In his weekly radio address Saturday, President Obama rejected any short-term increase in the debt ceiling. The move was a preemptive rejection of a potential House proposal to allow a short-term increase in the debt along with reopening government, which days ago had been a key demand from Obama. The development shows how the balance has shifted in the fiscal stand-off.
It is a stark change from where things stood at the beginning of the week. Polls showed that, while the public gave more blame to Republicans for the shutdown, a large number of voters also blamed Obama and the Democrats. The Republicans were in a much stronger position than in 1995/96 and Obama was in a much weaker position than President Clinton had been. An AP poll found Obama’s approval rating falling to 37%.
Cracks were appearing between the President and Senate Democrats as Obama tried to shift away from his “no negotiations” stance, a position that was increasingly unpopular with the public. By Wednesday, however, it was the Republicans who cracked.
After talks with the White House, the House GOP offered a “clean” six-week extension of the debt limit, to accommodate further talks on the budget. Obama rejected this proposal on Thursday, saying that the plan didn’t reopen the government and made that a condition for any deal. On Friday, the House GOP put forward a murky proposal that would extend the debt ceiling for six weeks and reopen government through mid-December.
The House GOP caucus is meeting Saturday morning to work through the details of that proposal. Obama’s advance rejection of the deal pushes the House, for now, into the background on the fiscal showdown.
Obama’s hand in the talks with the House was strengthened considerably by a competing proposal from Senate Republicans. The outline for their proposal would lift the debt ceiling through January, 2014 and reopen the government for six months. In exchange, the Senate GOP is seeking some tweaks to ObamaCare, such as a repeal of the medical devices tax.

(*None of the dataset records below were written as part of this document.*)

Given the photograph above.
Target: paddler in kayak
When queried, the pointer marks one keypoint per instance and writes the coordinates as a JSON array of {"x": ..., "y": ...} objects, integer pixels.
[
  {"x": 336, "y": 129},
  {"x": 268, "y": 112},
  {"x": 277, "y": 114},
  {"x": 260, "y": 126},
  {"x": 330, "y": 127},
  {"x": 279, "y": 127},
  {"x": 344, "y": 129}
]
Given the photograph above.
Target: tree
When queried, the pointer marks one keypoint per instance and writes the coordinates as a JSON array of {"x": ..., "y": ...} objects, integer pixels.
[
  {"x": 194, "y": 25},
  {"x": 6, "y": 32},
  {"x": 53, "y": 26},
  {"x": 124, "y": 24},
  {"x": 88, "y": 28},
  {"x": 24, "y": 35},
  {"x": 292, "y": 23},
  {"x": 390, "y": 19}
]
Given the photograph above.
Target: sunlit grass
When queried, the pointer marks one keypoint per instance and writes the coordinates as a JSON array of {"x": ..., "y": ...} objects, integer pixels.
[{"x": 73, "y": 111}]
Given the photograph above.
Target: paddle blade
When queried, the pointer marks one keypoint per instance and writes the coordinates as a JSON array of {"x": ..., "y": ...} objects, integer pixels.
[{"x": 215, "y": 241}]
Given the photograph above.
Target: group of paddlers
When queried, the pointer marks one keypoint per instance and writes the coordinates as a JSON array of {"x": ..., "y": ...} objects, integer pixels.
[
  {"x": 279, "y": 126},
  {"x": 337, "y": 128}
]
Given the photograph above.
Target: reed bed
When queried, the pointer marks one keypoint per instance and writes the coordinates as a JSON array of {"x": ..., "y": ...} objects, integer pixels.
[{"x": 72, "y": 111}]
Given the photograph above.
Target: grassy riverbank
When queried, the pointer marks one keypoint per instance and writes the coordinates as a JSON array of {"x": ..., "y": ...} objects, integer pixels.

The competing proposals allowed Obama to play the House and Senate GOP off each other, as each caucus sought the lead position on negotiations. He has hosted separate meetings with each caucus, giving just enough encouragement to each to allow them to proceed with talks. His position has been helped as Senate Republicans have criticized the House GOP efforts.

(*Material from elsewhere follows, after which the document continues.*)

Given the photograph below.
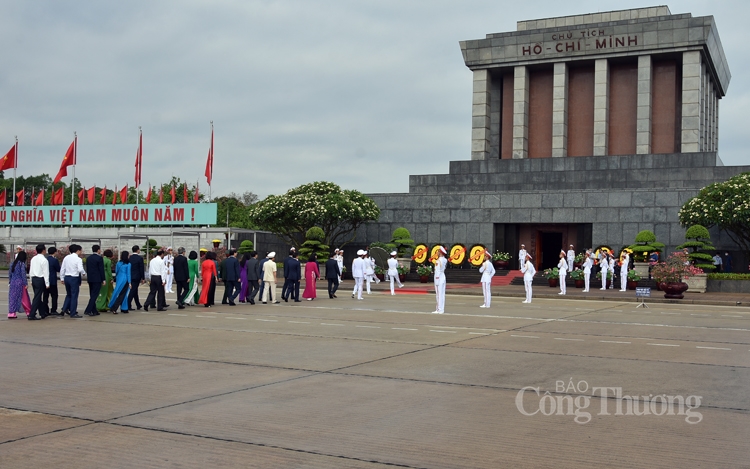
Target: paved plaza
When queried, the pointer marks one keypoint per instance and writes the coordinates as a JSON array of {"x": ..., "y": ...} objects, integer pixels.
[{"x": 380, "y": 383}]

“House Republicans so far, don’t want to get rid of the shutdown,” Sen. Jeff Flake said, speaking about the first House proposal. “I don’t know in what world we’re faring well under the shutdown in terms of policy or politics.”
“Obviously, there was a better strategy than shutting down the government in order to defund Obamacare,” Sen. Lamar Alexander said, “because where we are is Obamcare is chugging along and the government is shut down after two weeks.”

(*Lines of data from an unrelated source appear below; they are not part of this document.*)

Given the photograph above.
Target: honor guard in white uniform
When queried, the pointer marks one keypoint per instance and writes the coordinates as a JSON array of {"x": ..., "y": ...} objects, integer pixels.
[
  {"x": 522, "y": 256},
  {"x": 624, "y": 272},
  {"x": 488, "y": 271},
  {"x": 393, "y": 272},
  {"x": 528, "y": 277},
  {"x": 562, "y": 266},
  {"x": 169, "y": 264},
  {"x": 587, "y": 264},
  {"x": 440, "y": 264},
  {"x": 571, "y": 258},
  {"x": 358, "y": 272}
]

The GOP infighting has allowed Senate Majority Leader Harry Reid to remain out of the public spotlight. Last week, public gaffes by Reid had weakened the Democrats’ position. Reid is preparing a one-year “clean” debt ceiling increase, that would take the debate over the nation’s debt past the midterm elections in 2014. He has scheduled a vote on that measure for Saturday afternoon. If is uncertain how many Republicans will support the measure. Reid needs 60 votes to pass the debt hike.
Talks will continue throughout the weekend, but it is likely some kind of deal will be hammered out before the nation returns from the holiday weekend. The moves Thursday and Friday signal that the GOP wants this entire debate behind it. Obama has seized on that and will end up, likely, with a far more favorable deal than seemed possible one week ago.